Friday, March 6, 2015

ALBUM REVIEW: Carach Angren - This Is No Fairytale


On February 23 of this year, Carach Angren came out with another Symphonic Black Metal masterpiece.

I wrote the song reviews as I listened to the music, so take into consideration that you are basically reading a live review up till the very end.

Band:  Carach Angren
Genre:  Symphonic Black Metal
Language:  Strong
Caution:  Disturbing Themes

Opening up with a small into titled "Once Upon A Time..." that slowly builds in intensity and sounds like the into to a dark telling of Little Red Riding Hood or something like that.  However, that is not the direction that this music decides to take.


If anybody is interested, the lyrics are here if you want to read along while you listen.  Simply click the song title and it will drop the lyrics down.

We then hit the second track titled "There's No Place Like Home".  With the title of the album, I originally anticipated an album that followed the thought path of some of The Grimm Brother's fairy tales.  I was very mistaken, considering this song is very much about domestic abuse.  It's actually a really dark story the lyrics paint and it borderline makes me uncomfortable with how graphically it describes everything.

At this point it is clear that this is going to be one of the darker narratives Carach Angren has undertaken as we follow the story of a brother and sister.

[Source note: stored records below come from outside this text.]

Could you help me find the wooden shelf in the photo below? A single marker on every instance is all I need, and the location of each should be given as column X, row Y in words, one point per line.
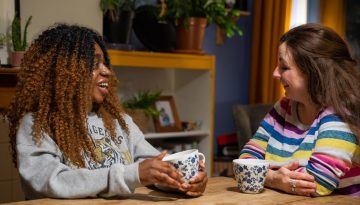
column 195, row 133
column 143, row 59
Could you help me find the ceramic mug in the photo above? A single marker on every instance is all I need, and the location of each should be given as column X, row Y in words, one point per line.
column 187, row 162
column 250, row 174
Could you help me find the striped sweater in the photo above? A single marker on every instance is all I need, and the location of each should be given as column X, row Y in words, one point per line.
column 327, row 149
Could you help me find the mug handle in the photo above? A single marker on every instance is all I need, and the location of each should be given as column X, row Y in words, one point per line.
column 201, row 156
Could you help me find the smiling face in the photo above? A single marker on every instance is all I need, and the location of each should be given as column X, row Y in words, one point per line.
column 290, row 76
column 100, row 79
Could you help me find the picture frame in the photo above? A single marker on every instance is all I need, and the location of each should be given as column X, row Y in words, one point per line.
column 168, row 119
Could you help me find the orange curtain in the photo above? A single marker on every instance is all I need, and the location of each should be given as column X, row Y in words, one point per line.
column 271, row 18
column 332, row 14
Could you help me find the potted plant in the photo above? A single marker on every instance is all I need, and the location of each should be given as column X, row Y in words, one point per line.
column 19, row 41
column 117, row 22
column 2, row 40
column 188, row 13
column 141, row 108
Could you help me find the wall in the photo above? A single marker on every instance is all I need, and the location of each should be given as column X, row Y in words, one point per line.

The next step taken in this dark journey is "When Crows Tick On Windows".  The children flee from their abusive home, only to be caught again by their father.  After dragging them back home we find that the mother has killed herself rather than live with this life anymore.  It has a rather haunting string piece at the end that turns into an emotion laden lament.

"Two Flies Flew Into A Black Sugar Cobweb" brings back the thought of flight from the nightmare house.  The children run into the woods and get lost in the night.  Fearful, they continue on till dawn when they come across a city and a small playground.  Here they meet a man dressed as a clown, who seems to want to help them at first, though it is then revealed that he only wishes to drug and kidnap them.

"Dreaming Of A Nightmare In Eden" takes a mild step away from the main narrative to tell a very dark take on part of the tale of Hansel and Gretel.  This is likely a dream brought on by the drugs they were given.

"Possessed By A Craft Of Witchery" opens with the children waking up in a basement.  They have been kidnaped by "a deranged psychotic" who hears the voice of a witch in his head.  The only way to keep the witch at bay is to kill children in a ritual manner.  We close on the death of the boy in this story.

"Killed And Served By The Devil" opens at the end of the last song.  The way the killer mutilates the boy is now described from the perspective of the sister, who is restrained in a cage in the same room this is taking place in.  After the dismemberment has finished the girl is forced to bury her brother in the back garden.  After she finishes burying the boy it is time to clean the kill room.  After being told that she will serve as a slave to the killer until the witch calls for her death, it is time to eat.  There is quite a thing at the end, which I will let you hear.

"The Witch Perished In Flames" opens on the girl waking in her cage again.  Following the murder of her brother she contemplates suicide.  However, she realizes that there is naught to be gained through her own death and she makes the commitment to be brave.  Taking her chance at the next meal, she kills the man.  During the scuffle a fire breaks out and she leaves while the monster burns in his home.

"Tragedy Ever After" begins with Gretel waking.  She ran hard into a tree and now is unsure whether she is in the real world or not.  Judging by the strange shadowy being calling to her, it would seem she is in purgatory.  Seeing as it's purgatory it makes sense that the burned corpse of her brother's killer returns.  Or wait, is it?  As the song says while the abusive father is shown leaving the room, "The real nightmare continues in reality."

**Going for longest post yet record**

So let's talk for a second.  This is a musically solid album.  Everything that they do plays to the mood of the setting they are trying to describe.  Swelling and falling, the entire album just works.

I will give this a solid 8/10, a definite score for Carach Angren to add to their discography.

I listened to this album all the way through on Wednesday and I'm not sure how obvious it is to you guys, but I definitely felt like I was falling into a dark mood while listening to this.  Something about music that has an orchestra in it just tugs at my emotions, and if you read through the lyrics while you listen the whole experience is heightened in a way.  I don't mean to sound all emo, it's just what happens.

Still though, I would call this a really good album and worth a listen. If you're not a fan of Metal, check out the first and last track since they're instrumental anyway.  It's orchestral with a gritty guitar undertone, so it's obviously good.